To help your clients achieve their fitness ambitions it’s important to help them set goals or objectives. Having a goal means your clients are more likely to be successful, and less likely to lose focus and motivation, and go back to bad ways.
Make sure the goals are SMART – specific, measurable, achievable, realistic and time bound. If they’re done well, goals can be a great way to keep your clients motivated. Even when things get difficult, the goal is still at the front of their mind. Success doesn’t seem too far away, so they’re more likely to stay on track.
There Can Be Problems
The problems can come in the actual setting of the goals. When it comes to losing weight, for example, many clients want overnight success. It’s important to explain that slow, consistent weight loss, through healthy eating and exercise, is much better than losing weight quickly by going on drastic diets.
If your client would like to improve their eating habits you can also set nutritional goals. Rather than general goals such as ‘eat more fruit and vegetables’, make things specific. Encourage your client to eat their five a day. If this is too difficult, start with three. Show them how they can include more fruit and vegetables in their diet.
Get Them To Think
When you are helping your client to set their goals, encourage them to think about their achievements last year. What were they proud of? What were their struggles? What would they have done differently?

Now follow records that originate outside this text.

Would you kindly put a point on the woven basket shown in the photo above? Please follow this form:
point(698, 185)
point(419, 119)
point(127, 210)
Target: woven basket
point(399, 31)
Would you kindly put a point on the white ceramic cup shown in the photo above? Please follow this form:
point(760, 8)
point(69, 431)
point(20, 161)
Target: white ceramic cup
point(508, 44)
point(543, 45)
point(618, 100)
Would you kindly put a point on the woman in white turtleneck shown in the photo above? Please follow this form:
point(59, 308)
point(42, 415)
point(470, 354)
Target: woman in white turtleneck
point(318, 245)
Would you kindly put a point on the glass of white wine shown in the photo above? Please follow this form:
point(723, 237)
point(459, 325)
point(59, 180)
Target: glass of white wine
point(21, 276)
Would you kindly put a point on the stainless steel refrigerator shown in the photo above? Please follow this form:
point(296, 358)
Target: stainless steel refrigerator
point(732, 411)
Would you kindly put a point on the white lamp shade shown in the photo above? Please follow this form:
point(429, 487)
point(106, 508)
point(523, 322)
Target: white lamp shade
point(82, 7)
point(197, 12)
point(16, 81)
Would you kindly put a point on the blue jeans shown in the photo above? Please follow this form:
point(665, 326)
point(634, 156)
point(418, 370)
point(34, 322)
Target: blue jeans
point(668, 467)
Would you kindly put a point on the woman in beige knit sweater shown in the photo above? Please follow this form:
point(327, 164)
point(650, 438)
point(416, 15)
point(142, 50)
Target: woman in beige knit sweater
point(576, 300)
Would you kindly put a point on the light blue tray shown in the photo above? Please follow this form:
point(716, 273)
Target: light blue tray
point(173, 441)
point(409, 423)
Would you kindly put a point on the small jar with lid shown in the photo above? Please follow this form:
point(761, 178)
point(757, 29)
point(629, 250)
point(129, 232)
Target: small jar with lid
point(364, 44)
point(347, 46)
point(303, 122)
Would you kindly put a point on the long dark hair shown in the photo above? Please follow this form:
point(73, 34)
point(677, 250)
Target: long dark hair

Ask them to write down all their health and fitness ambitions for this year. Once you have this information, the goal-setting process can begin. Ask them to prioritise the list. What are their top three? For some people, the goals may be so big they are overwhelming. For example, if your client’s ambition is to run a marathon, but they haven’t run 5km yet. If this is the case, break the goals down into achievable smaller goals. It could be to run a 5km, then a 10km, and half-marathon. Once they start achieving things, your client will feel much more positive that the main goal is achievable. They’ll feel confident and have the momentum to keep going.
Make sure the goals are specific. Instead of ‘I want to improve my fitness,’ encourage your client to focus on a particular aspect of their fitness. It could be taking part in a specific race, or event. For example, their goal could be to complete a particular city half marathon by 1st June. Each SMART goal should have a deadline and it should be easy to measure success.
So Keep measure their progress throughout the process, and encourage them to celebrate their success. Then they can focus on the next goal. It will help them keep striving. Goals really can create a culture of success.